For Public Health Week, the Dickinson-Iron District Health Department is reminding residents in the region of the services it and other agencies can provide.

“There is a common belief that public health’s role is to provide health care for low-income people. But the truth is that public health is actually the only part of the healthcare system that targets all people within a community,” the DIDHD stated in a press release marking the week, which runs through Saturday.

Some of the services that can be considered public health include surveillance for infectious diseases, health education, immunizations; ensuring safe well water and septic systems, offering nutrition programs for pregnant women and children, providing reproductive health services, helping to ensure food safety and what DIDHD termed “myriad other programs.”

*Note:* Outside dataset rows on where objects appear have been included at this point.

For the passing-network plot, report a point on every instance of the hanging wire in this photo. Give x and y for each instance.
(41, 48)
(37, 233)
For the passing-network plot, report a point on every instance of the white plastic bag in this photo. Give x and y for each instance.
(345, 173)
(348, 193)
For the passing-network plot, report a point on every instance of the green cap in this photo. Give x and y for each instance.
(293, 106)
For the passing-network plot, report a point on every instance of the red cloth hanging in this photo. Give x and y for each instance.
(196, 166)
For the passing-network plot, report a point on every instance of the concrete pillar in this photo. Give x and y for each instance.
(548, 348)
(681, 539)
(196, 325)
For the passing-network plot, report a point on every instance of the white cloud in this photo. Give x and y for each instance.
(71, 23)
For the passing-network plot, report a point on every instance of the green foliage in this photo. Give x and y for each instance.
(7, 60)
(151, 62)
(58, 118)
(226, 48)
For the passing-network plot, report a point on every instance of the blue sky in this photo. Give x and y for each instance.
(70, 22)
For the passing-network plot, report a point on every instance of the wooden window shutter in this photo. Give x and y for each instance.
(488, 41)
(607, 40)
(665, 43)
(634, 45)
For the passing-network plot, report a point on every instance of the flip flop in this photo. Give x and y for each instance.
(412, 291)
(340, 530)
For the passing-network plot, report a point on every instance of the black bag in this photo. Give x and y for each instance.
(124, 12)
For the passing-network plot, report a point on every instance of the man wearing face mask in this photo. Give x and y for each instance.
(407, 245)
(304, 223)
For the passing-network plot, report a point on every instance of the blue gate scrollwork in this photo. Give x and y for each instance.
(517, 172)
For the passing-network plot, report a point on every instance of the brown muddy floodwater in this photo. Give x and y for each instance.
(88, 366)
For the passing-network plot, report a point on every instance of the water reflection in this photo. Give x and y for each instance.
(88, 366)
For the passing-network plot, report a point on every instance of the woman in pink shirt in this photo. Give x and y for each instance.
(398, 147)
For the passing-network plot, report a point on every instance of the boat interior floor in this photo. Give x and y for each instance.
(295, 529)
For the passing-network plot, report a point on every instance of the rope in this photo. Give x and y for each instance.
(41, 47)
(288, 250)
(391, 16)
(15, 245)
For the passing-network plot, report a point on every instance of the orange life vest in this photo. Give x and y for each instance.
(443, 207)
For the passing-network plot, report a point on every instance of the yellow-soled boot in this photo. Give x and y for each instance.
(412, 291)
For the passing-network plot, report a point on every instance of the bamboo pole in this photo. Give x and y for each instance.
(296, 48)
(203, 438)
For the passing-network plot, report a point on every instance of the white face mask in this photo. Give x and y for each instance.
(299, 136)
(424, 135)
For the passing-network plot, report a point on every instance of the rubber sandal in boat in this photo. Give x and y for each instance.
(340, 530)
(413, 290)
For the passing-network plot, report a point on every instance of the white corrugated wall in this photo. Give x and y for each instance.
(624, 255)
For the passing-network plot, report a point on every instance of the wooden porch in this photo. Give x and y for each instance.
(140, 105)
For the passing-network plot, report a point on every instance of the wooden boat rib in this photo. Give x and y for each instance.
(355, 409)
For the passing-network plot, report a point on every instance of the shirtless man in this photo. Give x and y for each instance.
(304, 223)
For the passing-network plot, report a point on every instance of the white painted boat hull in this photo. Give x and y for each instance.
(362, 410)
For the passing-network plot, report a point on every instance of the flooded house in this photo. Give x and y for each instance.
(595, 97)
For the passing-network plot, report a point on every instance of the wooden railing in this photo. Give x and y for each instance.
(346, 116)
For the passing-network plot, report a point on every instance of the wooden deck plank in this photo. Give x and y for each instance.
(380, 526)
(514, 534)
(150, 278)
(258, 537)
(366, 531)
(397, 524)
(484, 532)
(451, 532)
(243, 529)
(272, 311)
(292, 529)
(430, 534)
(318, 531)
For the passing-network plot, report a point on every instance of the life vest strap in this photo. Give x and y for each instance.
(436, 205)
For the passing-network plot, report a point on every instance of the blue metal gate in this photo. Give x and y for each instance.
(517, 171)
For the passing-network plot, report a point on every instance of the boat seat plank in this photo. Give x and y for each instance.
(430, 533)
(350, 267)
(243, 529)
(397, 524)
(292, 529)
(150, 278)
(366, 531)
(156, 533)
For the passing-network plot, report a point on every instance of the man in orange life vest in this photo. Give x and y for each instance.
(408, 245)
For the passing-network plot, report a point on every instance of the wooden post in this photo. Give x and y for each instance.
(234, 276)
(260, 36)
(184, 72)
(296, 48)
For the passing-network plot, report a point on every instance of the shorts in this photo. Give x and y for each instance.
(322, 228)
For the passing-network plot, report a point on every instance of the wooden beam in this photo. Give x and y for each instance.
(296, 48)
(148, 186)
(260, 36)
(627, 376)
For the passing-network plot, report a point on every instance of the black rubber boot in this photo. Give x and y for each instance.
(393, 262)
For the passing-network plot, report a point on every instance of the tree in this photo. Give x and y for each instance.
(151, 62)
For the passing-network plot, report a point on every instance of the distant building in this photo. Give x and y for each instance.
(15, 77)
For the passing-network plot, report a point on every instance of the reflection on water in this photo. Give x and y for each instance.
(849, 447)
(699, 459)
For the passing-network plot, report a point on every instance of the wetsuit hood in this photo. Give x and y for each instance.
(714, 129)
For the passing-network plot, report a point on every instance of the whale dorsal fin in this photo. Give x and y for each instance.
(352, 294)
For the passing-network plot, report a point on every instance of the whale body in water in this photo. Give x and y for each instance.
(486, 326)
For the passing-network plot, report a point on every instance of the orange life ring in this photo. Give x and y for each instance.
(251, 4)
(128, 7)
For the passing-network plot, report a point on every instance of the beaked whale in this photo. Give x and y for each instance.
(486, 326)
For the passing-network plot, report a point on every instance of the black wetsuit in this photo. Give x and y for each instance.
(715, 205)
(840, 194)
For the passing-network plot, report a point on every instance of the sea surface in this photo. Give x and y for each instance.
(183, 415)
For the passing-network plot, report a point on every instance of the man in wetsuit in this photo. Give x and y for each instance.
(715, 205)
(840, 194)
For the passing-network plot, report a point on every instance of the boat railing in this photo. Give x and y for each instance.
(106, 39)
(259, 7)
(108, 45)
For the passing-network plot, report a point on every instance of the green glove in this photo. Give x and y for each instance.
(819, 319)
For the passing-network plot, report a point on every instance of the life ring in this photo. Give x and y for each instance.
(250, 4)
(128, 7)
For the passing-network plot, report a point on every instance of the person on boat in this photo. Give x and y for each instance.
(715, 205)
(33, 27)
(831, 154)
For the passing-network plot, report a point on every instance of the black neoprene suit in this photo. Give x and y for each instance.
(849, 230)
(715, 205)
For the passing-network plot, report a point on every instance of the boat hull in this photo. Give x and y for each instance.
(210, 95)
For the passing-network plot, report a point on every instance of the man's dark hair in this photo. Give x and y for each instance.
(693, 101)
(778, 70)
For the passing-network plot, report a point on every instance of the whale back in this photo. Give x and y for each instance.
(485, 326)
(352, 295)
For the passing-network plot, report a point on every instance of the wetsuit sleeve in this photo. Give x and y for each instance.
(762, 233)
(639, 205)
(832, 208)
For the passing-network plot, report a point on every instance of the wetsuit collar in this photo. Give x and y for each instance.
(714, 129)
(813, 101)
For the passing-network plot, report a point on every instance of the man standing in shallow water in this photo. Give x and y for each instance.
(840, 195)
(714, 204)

“Essentially everyone in a community,” DIDHD states, “benefits from public health services in some way.”

It credits that effort, along with hospitals and high-tech advances in care, with raising the life expectancy in the United States by 62 percent in the past century, from 47.3 years to 76.8 years.

Immunizations, prevention and control of infectious diseases, advances in maternal and infant health, family planning, cancer prevention, occupational and motor vehicle safety, tobacco prevention, air and water quality protection and improvements — all are public health efforts that figure into a longer and better life.

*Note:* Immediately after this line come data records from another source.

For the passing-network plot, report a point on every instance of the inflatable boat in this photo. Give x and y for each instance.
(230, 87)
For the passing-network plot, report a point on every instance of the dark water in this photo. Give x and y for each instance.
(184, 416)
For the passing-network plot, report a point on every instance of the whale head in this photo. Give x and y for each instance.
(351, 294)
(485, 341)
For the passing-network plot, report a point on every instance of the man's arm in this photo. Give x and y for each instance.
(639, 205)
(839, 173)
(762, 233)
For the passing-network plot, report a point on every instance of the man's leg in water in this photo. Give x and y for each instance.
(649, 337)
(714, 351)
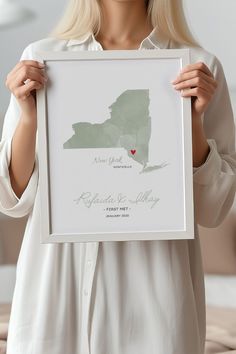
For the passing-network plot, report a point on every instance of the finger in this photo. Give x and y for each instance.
(24, 91)
(22, 63)
(197, 66)
(193, 74)
(27, 73)
(196, 82)
(198, 92)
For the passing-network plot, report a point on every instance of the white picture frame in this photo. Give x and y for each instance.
(114, 147)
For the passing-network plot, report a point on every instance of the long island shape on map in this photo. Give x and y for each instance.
(128, 127)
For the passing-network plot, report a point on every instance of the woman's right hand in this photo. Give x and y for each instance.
(23, 81)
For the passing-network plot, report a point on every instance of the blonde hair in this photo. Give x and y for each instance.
(84, 16)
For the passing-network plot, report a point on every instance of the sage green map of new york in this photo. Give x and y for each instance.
(128, 127)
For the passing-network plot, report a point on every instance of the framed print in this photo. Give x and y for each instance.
(115, 147)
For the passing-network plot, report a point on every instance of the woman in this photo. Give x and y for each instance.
(115, 297)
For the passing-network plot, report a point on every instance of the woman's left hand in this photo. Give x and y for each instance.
(196, 81)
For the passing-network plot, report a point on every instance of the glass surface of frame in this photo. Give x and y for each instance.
(115, 147)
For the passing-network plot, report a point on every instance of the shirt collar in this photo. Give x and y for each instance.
(153, 41)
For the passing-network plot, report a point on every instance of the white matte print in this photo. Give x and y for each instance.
(114, 147)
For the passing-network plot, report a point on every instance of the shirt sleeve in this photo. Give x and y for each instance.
(215, 182)
(10, 204)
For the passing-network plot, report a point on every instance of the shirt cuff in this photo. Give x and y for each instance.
(10, 204)
(209, 171)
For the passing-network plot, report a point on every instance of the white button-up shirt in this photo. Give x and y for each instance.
(132, 297)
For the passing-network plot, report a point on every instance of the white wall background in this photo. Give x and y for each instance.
(13, 40)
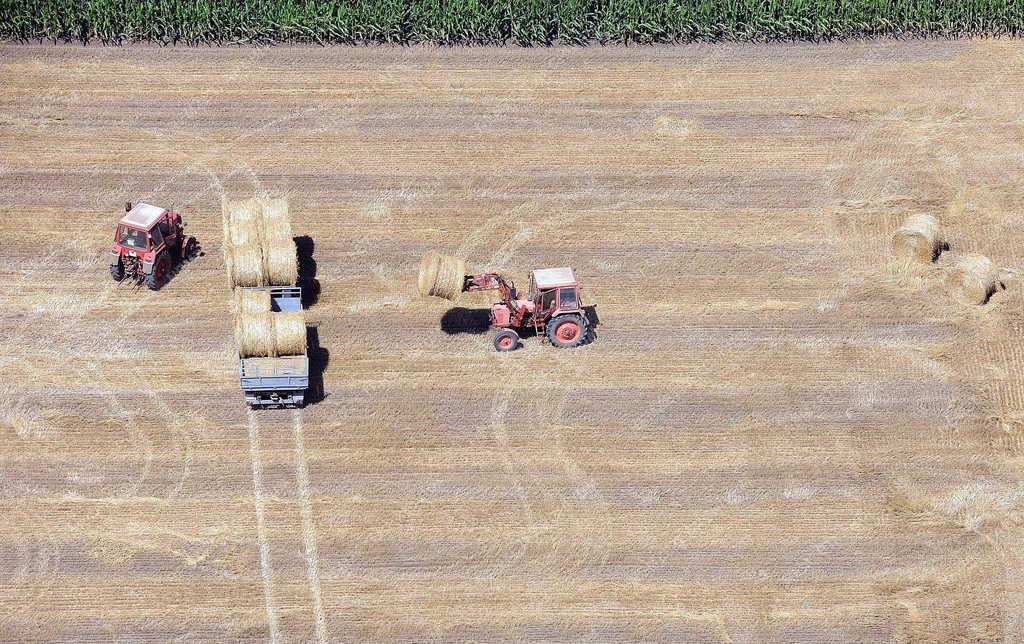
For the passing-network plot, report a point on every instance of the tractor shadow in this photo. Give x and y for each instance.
(477, 320)
(304, 247)
(320, 357)
(593, 322)
(177, 265)
(472, 320)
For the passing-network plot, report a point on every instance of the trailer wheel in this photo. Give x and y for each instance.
(506, 340)
(161, 267)
(566, 331)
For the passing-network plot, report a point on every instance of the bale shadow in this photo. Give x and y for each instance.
(459, 319)
(939, 250)
(304, 247)
(318, 359)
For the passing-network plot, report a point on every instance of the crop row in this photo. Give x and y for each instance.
(498, 22)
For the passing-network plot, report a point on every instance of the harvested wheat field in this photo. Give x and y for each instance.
(782, 431)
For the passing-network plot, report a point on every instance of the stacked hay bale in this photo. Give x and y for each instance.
(280, 260)
(441, 275)
(259, 253)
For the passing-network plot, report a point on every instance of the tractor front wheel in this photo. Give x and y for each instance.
(506, 340)
(566, 331)
(161, 268)
(188, 248)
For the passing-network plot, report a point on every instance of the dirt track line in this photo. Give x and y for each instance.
(308, 529)
(264, 549)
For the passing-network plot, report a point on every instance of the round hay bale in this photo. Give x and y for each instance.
(918, 239)
(972, 280)
(290, 333)
(247, 252)
(243, 253)
(252, 301)
(441, 275)
(279, 246)
(255, 335)
(428, 272)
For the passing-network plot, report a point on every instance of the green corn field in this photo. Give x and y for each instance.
(531, 23)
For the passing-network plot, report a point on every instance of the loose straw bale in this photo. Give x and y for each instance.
(441, 275)
(918, 238)
(279, 246)
(290, 333)
(252, 301)
(255, 335)
(972, 280)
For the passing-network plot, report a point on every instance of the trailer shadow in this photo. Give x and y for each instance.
(318, 359)
(304, 248)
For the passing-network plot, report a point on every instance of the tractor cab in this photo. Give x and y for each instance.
(554, 291)
(147, 241)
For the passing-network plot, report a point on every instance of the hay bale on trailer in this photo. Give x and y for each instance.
(972, 280)
(255, 336)
(290, 333)
(441, 275)
(919, 239)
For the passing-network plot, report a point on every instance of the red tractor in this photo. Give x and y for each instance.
(148, 242)
(552, 307)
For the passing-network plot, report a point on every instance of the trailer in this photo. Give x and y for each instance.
(270, 382)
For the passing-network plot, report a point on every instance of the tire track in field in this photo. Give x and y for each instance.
(308, 527)
(264, 549)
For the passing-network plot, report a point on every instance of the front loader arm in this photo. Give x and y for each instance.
(491, 282)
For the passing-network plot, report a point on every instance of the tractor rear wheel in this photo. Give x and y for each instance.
(188, 249)
(566, 331)
(506, 340)
(161, 268)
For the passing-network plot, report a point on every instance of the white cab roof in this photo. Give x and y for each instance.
(550, 277)
(142, 215)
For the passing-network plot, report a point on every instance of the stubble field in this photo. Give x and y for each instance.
(777, 434)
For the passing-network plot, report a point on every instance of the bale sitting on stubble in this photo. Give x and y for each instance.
(441, 275)
(243, 249)
(279, 246)
(972, 280)
(918, 239)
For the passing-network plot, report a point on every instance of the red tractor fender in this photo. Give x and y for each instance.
(187, 244)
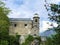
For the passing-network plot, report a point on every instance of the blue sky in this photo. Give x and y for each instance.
(27, 8)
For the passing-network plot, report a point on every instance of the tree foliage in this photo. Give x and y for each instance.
(30, 39)
(5, 38)
(55, 16)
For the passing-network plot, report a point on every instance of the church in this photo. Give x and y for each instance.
(25, 26)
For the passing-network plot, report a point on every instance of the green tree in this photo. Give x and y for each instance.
(5, 38)
(55, 16)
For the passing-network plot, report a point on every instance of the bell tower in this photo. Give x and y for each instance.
(35, 25)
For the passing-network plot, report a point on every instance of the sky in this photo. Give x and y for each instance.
(27, 9)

But now is not the time to become complacent or figure that work is done, DIDHD said.

“The evidence is abundant that prevention is the least expensive and most effective way to secure the health of a population” the agency states, “and yet prevention efforts are traditionally poorly funded. In fact, the U.S. government spends only about 3 percent of its health care dollars on public health. If we, as a society, want to continue the gains made in life expectancy and quality of life that have been seen over the last century, we will need to rethink how we invest our limited resources. Is it better to invest in preventing disease or focus, as we currently do, almost entirely on its treatment?”

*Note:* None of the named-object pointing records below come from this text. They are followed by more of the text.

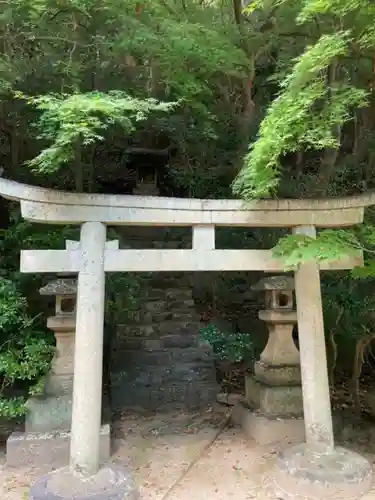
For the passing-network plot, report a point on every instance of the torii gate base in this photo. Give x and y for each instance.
(315, 469)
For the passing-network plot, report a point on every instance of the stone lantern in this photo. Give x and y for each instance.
(273, 407)
(146, 183)
(53, 412)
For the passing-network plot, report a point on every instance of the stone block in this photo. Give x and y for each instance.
(35, 449)
(277, 375)
(265, 430)
(274, 400)
(336, 475)
(110, 483)
(49, 414)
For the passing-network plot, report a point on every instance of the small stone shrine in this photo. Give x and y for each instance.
(273, 406)
(49, 416)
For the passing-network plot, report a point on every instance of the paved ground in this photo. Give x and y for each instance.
(180, 457)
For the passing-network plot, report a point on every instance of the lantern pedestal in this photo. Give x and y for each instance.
(49, 417)
(273, 408)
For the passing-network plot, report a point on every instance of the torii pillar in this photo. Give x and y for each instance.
(316, 468)
(86, 478)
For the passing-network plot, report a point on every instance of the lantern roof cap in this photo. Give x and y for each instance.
(281, 282)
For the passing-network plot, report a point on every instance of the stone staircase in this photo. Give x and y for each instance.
(158, 361)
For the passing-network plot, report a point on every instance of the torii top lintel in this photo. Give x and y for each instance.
(52, 206)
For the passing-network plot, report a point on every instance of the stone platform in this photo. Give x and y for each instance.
(189, 456)
(39, 449)
(340, 474)
(267, 430)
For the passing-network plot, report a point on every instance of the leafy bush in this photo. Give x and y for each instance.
(232, 347)
(25, 351)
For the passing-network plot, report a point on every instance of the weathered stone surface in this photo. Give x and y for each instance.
(340, 474)
(274, 400)
(274, 283)
(266, 430)
(228, 399)
(159, 359)
(60, 287)
(186, 395)
(110, 483)
(49, 414)
(48, 448)
(283, 375)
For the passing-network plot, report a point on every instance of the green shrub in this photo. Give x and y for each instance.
(232, 347)
(26, 351)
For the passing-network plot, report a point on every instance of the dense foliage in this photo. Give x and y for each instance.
(274, 100)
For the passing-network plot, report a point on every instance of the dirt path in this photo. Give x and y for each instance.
(183, 456)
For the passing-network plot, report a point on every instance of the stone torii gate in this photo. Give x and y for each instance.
(317, 467)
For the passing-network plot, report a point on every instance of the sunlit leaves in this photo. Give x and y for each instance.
(69, 121)
(303, 116)
(330, 245)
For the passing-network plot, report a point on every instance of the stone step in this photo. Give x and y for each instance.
(143, 317)
(156, 329)
(175, 395)
(158, 376)
(162, 281)
(157, 306)
(166, 294)
(163, 342)
(143, 360)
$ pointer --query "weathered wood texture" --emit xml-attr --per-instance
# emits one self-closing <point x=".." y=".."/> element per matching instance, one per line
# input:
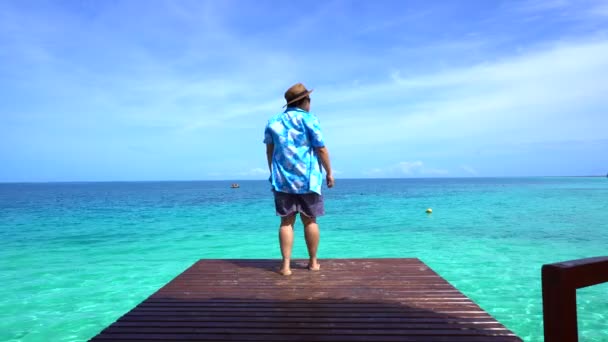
<point x="560" y="282"/>
<point x="348" y="300"/>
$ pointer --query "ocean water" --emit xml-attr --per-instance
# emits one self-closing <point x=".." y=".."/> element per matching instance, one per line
<point x="76" y="256"/>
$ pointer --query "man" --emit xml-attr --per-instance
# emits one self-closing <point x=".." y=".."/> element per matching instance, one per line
<point x="296" y="151"/>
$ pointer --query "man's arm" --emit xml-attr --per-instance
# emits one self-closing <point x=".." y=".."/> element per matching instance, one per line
<point x="323" y="154"/>
<point x="269" y="152"/>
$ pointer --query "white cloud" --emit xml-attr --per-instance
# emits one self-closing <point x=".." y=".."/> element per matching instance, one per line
<point x="256" y="171"/>
<point x="406" y="168"/>
<point x="409" y="168"/>
<point x="468" y="169"/>
<point x="554" y="93"/>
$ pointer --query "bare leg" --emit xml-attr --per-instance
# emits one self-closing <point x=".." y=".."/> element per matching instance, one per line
<point x="286" y="242"/>
<point x="311" y="233"/>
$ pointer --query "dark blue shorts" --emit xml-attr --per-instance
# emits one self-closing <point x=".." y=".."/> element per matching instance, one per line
<point x="310" y="204"/>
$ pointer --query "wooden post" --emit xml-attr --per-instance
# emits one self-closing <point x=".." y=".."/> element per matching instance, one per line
<point x="560" y="282"/>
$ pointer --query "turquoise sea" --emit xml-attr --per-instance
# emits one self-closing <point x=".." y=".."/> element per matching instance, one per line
<point x="76" y="256"/>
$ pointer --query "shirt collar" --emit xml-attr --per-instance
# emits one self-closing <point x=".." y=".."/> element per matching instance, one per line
<point x="289" y="109"/>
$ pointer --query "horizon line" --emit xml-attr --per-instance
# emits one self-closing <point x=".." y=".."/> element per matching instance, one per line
<point x="257" y="180"/>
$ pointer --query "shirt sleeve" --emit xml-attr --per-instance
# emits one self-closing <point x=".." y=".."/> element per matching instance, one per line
<point x="267" y="136"/>
<point x="314" y="133"/>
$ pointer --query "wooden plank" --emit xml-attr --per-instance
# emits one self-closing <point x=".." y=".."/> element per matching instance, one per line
<point x="348" y="300"/>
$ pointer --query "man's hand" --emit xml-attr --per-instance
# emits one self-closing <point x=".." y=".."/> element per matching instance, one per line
<point x="330" y="180"/>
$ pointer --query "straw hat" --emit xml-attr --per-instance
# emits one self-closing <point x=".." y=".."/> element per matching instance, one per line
<point x="295" y="93"/>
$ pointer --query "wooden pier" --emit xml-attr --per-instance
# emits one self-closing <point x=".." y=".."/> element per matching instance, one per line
<point x="348" y="300"/>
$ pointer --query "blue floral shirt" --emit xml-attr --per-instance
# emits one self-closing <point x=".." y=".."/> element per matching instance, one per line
<point x="295" y="167"/>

That answer would seem clear. It’s been demonstrated through numerous studies and analysis that preventative care is less expensive than waiting until something has gone wrong; health insurance companies now often cover such screenings as mammograms and colonoscopies with little to no co-pay in recognition it saves money to catch potential problems early.

Hopefully the government will recognize as well that cuts in the most basic of aspects of health care may be penny-wise and pounds-foolish. Persuading the most vulnerable in the population to avoid being checked until they have a problem severe enough to warrant calling an ambulance or showing up in an emergency room is a recipe for high-cost health care.

It’s the old television commercial on automobile maintenance that warns, “You can pay me now or pay me later.”

For questions or public health program information, call the Dickinson-Iron District Health Department at 906-774-1868 or 906-265-9913.

“When public health does its job well, it becomes almost invisible to the public,” the DIDHD advised. “This week-long celebration of public health is meant to remind all of us about the safeguards that need to be in place and the on-going work being done to keep our communities healthy.”